The role of chromatin remodeling in the regulation of OREBP /TonEBP /NFAT5 ‐ dependent gene transcriptions.

Abstract

The Osmotic Response Element-Binding Protein (OREBP), also known as TonEBP or NFAT5, is a key tonicity-regulated transcription factor that regulates the expression of a battery of genes crucial for the adaptation of mammalian cells to extracellular hypertonic stress.
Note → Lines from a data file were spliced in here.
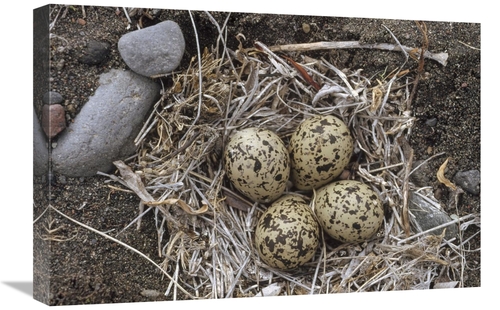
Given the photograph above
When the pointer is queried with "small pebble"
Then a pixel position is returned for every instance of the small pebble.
(306, 28)
(468, 180)
(431, 122)
(422, 176)
(52, 97)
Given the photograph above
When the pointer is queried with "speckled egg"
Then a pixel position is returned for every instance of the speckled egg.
(257, 164)
(320, 149)
(287, 233)
(348, 210)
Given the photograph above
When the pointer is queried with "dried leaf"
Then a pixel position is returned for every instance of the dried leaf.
(451, 284)
(134, 182)
(442, 178)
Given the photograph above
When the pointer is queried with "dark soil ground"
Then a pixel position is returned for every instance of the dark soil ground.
(86, 268)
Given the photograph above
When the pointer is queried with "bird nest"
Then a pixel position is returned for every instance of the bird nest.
(205, 227)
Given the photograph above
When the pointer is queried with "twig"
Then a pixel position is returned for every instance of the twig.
(463, 218)
(126, 246)
(441, 58)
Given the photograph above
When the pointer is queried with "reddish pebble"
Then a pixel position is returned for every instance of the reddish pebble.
(53, 119)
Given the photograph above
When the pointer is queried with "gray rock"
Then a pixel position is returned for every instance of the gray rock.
(422, 176)
(468, 180)
(153, 50)
(40, 150)
(106, 126)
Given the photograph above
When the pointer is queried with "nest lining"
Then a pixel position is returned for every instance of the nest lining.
(205, 228)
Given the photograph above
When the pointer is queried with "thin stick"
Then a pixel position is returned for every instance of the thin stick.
(441, 58)
(463, 218)
(126, 246)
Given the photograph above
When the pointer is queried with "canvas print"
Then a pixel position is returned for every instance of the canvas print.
(191, 155)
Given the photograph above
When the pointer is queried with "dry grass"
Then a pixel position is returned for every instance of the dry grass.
(205, 229)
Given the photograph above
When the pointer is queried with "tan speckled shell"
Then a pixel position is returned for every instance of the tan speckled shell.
(349, 211)
(257, 164)
(287, 233)
(320, 149)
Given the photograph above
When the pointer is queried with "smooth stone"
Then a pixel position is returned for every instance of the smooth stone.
(469, 181)
(105, 128)
(154, 50)
(422, 176)
(40, 150)
(53, 119)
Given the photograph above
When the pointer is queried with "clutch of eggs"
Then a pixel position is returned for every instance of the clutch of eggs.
(320, 149)
(257, 164)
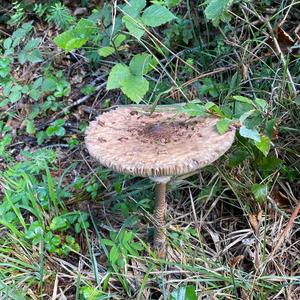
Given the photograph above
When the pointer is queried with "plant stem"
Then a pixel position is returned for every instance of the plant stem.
(159, 240)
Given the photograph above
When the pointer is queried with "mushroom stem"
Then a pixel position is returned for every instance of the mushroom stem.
(159, 241)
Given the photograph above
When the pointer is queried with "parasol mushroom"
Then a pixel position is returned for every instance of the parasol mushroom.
(131, 140)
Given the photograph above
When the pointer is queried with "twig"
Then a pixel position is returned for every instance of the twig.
(287, 228)
(271, 32)
(67, 108)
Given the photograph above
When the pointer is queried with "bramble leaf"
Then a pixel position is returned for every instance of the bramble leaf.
(252, 134)
(118, 74)
(135, 88)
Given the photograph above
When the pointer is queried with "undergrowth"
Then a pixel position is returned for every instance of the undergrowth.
(70, 229)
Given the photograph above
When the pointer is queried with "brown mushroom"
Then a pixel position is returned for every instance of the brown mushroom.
(131, 140)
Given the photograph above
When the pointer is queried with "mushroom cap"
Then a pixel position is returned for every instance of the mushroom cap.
(167, 142)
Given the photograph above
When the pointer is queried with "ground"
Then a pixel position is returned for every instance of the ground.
(72, 229)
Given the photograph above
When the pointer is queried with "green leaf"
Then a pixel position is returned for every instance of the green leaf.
(62, 39)
(156, 15)
(250, 133)
(246, 115)
(15, 96)
(35, 56)
(297, 100)
(106, 51)
(216, 8)
(270, 127)
(195, 109)
(264, 144)
(118, 74)
(114, 255)
(133, 27)
(85, 28)
(30, 128)
(134, 7)
(260, 192)
(75, 43)
(32, 44)
(59, 223)
(135, 88)
(237, 157)
(184, 293)
(223, 125)
(140, 64)
(7, 43)
(119, 39)
(261, 103)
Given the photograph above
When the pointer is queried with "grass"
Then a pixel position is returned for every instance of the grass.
(70, 229)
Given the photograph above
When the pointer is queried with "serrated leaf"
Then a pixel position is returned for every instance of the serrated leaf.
(135, 88)
(264, 144)
(106, 51)
(140, 64)
(118, 74)
(216, 8)
(252, 134)
(223, 125)
(157, 15)
(133, 27)
(260, 191)
(134, 7)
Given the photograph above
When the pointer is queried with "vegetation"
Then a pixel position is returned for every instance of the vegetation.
(70, 229)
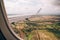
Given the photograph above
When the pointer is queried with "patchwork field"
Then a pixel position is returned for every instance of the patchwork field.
(38, 28)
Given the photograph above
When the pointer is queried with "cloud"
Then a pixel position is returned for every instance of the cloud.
(29, 7)
(57, 3)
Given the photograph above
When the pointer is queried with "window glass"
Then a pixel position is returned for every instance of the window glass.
(34, 19)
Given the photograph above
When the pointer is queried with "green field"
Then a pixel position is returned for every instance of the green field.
(40, 29)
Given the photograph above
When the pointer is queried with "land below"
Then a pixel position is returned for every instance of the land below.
(36, 27)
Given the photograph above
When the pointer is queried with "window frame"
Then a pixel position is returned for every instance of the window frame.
(5, 26)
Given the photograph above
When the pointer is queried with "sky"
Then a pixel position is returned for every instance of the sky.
(30, 7)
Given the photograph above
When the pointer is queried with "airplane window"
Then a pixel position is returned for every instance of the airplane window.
(34, 19)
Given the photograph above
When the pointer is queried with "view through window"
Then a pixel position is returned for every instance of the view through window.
(34, 19)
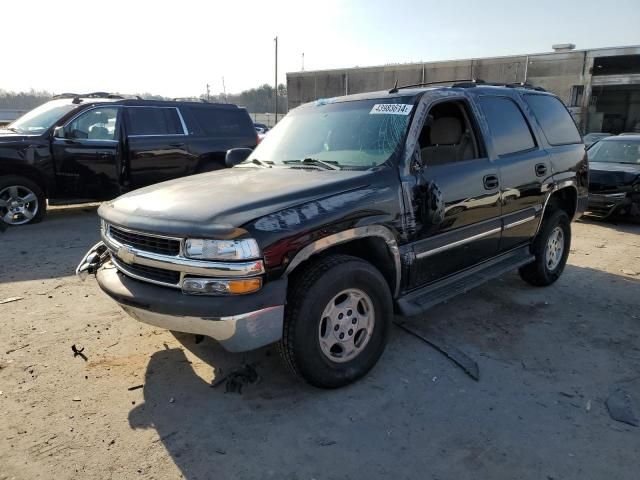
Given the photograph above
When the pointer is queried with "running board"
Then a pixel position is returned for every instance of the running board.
(58, 202)
(418, 301)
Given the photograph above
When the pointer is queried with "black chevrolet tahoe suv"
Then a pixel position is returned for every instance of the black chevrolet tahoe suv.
(79, 148)
(351, 210)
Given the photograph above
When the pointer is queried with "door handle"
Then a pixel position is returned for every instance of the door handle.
(491, 182)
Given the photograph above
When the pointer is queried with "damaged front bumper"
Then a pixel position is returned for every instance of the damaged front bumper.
(606, 204)
(238, 323)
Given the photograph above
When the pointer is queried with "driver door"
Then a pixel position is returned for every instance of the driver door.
(87, 154)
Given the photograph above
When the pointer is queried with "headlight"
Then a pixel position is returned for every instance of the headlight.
(216, 286)
(246, 249)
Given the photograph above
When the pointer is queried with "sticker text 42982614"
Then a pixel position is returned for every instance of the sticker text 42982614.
(391, 109)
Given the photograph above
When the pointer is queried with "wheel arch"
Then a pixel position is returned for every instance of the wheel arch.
(373, 243)
(26, 171)
(563, 197)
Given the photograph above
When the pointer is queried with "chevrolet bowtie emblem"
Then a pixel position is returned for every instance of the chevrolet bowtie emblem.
(126, 255)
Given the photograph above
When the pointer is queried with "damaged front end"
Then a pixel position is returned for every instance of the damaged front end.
(626, 204)
(93, 260)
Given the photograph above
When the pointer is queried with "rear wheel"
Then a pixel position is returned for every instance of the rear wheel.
(551, 250)
(337, 321)
(22, 200)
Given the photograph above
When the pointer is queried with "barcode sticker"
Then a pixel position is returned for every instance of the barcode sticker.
(391, 109)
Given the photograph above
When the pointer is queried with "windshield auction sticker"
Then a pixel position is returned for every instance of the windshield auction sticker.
(391, 109)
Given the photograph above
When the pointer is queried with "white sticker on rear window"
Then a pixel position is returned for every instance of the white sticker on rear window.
(391, 109)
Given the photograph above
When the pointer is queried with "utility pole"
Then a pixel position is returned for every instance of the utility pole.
(224, 89)
(276, 90)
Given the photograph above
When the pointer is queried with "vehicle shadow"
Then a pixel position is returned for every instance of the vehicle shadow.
(51, 248)
(279, 427)
(620, 223)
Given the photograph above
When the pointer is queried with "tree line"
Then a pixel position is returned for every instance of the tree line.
(255, 100)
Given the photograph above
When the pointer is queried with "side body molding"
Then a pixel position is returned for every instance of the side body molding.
(346, 236)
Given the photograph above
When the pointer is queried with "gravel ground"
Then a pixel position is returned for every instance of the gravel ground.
(548, 360)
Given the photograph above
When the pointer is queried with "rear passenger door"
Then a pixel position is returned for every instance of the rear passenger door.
(216, 129)
(157, 145)
(523, 164)
(469, 190)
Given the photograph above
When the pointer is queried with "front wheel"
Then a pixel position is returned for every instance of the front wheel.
(22, 200)
(551, 250)
(337, 321)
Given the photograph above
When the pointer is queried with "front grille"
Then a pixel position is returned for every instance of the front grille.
(150, 273)
(147, 243)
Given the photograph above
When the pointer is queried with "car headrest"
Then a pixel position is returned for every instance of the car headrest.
(446, 131)
(101, 117)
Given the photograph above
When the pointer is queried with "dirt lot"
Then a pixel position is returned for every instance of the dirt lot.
(548, 359)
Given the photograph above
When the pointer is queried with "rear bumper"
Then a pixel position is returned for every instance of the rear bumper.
(605, 204)
(238, 323)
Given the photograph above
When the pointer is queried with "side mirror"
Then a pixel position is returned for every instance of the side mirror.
(236, 156)
(58, 132)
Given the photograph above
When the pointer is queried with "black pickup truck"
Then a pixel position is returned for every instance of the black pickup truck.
(350, 210)
(79, 148)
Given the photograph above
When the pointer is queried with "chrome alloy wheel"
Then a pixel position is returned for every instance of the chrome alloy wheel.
(18, 204)
(346, 325)
(555, 248)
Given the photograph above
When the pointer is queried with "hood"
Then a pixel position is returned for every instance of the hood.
(7, 136)
(611, 177)
(216, 203)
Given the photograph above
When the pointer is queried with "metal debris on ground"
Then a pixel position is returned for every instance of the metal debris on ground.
(77, 352)
(10, 299)
(620, 408)
(237, 379)
(16, 349)
(452, 353)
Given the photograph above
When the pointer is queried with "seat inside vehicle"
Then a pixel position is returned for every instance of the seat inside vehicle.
(447, 135)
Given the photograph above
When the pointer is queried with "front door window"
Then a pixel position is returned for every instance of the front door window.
(95, 124)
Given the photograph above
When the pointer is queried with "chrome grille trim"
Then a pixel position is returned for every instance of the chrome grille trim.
(124, 255)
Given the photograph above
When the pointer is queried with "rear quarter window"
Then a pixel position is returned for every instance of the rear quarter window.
(221, 123)
(146, 121)
(509, 129)
(554, 119)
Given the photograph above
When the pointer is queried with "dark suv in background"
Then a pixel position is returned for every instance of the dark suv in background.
(78, 148)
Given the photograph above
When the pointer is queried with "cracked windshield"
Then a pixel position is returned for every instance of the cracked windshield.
(350, 135)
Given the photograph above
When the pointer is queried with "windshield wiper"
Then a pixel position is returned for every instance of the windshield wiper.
(316, 162)
(260, 163)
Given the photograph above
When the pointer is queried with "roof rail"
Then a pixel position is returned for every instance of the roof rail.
(78, 96)
(499, 84)
(424, 84)
(470, 83)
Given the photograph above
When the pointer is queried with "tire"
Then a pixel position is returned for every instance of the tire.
(15, 187)
(308, 333)
(547, 268)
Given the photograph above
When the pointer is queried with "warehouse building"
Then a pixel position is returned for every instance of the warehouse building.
(601, 86)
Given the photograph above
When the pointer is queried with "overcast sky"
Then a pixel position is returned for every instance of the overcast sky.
(175, 48)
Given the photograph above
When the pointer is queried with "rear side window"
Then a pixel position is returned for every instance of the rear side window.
(154, 121)
(216, 122)
(509, 129)
(555, 120)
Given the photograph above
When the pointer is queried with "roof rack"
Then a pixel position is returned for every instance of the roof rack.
(77, 97)
(469, 83)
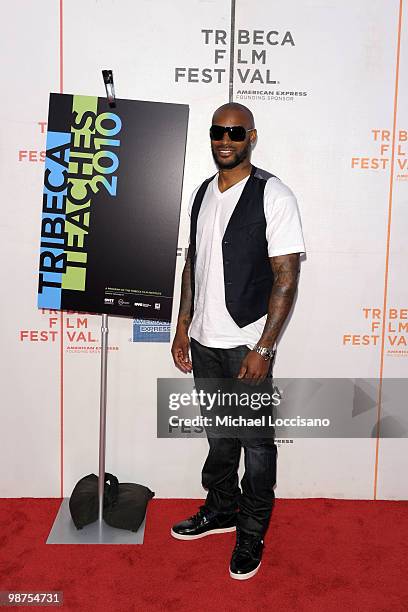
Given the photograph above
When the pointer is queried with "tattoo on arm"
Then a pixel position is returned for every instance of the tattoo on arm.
(184, 316)
(286, 272)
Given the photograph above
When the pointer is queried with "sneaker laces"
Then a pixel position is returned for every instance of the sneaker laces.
(202, 513)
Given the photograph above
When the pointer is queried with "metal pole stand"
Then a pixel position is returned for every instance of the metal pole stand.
(63, 530)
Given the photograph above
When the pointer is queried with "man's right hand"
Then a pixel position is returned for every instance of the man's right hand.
(180, 351)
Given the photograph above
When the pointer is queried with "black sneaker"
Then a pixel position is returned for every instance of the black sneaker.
(246, 556)
(205, 522)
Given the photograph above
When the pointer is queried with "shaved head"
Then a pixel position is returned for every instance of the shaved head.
(229, 154)
(240, 112)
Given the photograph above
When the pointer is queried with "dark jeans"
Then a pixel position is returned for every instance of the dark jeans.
(219, 474)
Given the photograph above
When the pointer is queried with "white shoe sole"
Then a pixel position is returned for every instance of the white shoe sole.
(179, 536)
(245, 576)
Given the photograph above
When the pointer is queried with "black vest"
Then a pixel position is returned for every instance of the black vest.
(248, 277)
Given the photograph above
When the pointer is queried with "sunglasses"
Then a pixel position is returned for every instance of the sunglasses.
(237, 133)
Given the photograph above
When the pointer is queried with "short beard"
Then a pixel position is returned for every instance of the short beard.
(239, 158)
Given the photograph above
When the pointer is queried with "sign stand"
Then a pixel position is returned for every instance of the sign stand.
(63, 530)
In this study, we investigated the role of nucleosomes in hypertonicity-induced and OREBP-dependent gene transcription by using chromatin immunoprecipitation and real-time quantitative PCR analysis. Here, we demonstrated that histones within 2 kb upstream of the aldose reductase (AR) promoter are rapidly acetylated and phosphorylated upon hypertonic stress, suggesting a link between histone modifications and tonicity-regulated AR gene transcription. Furthermore, we determined that histone modification is associated with the loss of nucleosome integrity specifically at ORE site, which couples the recruitment of OREBP to the site. However, OREBP is not required for the loss of nucleosome integrity under hypertonic stress, since nucleosome loss was also observed in mouse embryonic fibroblasts derived from OREBP-deficient mice, although the level of nucleosome loss was less than in the cells derived from the wild-type mice. Our present data suggest that hypertonicity modifies the chromatin environment of the AR promoter to facilitate OREBP-dependent AR gene transcriptions.